Correlation Between Newcrest Mining and Newcore Gold

Specify exactly 2 symbols:
Can any of the company-specific risk be diversified away by investing in both Newcrest Mining and Newcore Gold at the same time? Although using a correlation coefficient on its own may not help to predict future stock returns, this module helps to understand the diversifiable risk of combining Newcrest Mining and Newcore Gold into the same portfolio, which is an essential part of the fundamental portfolio management process.
By analyzing existing cross correlation between Newcrest Mining and Newcore Gold, you can compare the effects of market volatilities on Newcrest Mining and Newcore Gold and check how they will diversify away market risk if combined in the same portfolio for a given time horizon. You can also utilize pair trading strategies of matching a long position in Newcrest Mining with a short position of Newcore Gold. Check out your portfolio center. Please also check ongoing floating volatility patterns of Newcrest Mining and Newcore Gold.

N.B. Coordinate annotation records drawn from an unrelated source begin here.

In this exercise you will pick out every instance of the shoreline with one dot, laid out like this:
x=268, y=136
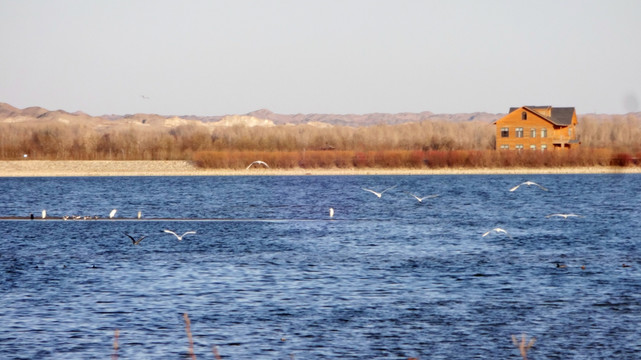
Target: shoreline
x=87, y=168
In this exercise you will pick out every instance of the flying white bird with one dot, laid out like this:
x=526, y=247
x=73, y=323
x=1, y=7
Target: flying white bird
x=136, y=241
x=565, y=216
x=379, y=194
x=498, y=231
x=179, y=237
x=528, y=183
x=420, y=199
x=258, y=162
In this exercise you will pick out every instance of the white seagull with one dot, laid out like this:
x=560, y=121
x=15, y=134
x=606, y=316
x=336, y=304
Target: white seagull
x=179, y=237
x=565, y=216
x=379, y=194
x=420, y=199
x=528, y=183
x=497, y=230
x=136, y=241
x=258, y=162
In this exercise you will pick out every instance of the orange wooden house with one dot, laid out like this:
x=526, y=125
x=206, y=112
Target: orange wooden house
x=537, y=128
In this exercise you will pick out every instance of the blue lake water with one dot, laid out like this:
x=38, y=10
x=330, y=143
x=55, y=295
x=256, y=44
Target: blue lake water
x=269, y=275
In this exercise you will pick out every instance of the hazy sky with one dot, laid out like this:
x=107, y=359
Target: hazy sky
x=306, y=56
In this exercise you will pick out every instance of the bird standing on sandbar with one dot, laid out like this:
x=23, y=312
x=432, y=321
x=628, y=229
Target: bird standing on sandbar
x=179, y=237
x=528, y=183
x=498, y=231
x=420, y=199
x=565, y=216
x=258, y=162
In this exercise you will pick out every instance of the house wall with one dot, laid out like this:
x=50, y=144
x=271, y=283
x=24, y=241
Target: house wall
x=554, y=134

Diversification Opportunities for Newcrest Mining and Newcore Gold

-0.62
  Correlation Coefficient

Excellent diversification

The 3 months correlation between Newcrest and Newcore is -0.62. Overlapping area represents the amount of risk that can be diversified away by holding Newcrest Mining and Newcore Gold in the same portfolio, assuming nothing else is changed. The correlation between historical prices or returns on Newcore Gold and Newcrest Mining is a relative statistical measure of the degree to which these equity instruments tend to move together. The correlation coefficient measures the extent to which returns on Newcrest Mining are associated (or correlated) with Newcore Gold. Values of the correlation coefficient range from -1 to +1, where. The correlation of zero (0) is possible when the price movement of Newcore Gold has no effect on the direction of Newcrest Mining i.e., Newcrest Mining and Newcore Gold go up and down completely randomly.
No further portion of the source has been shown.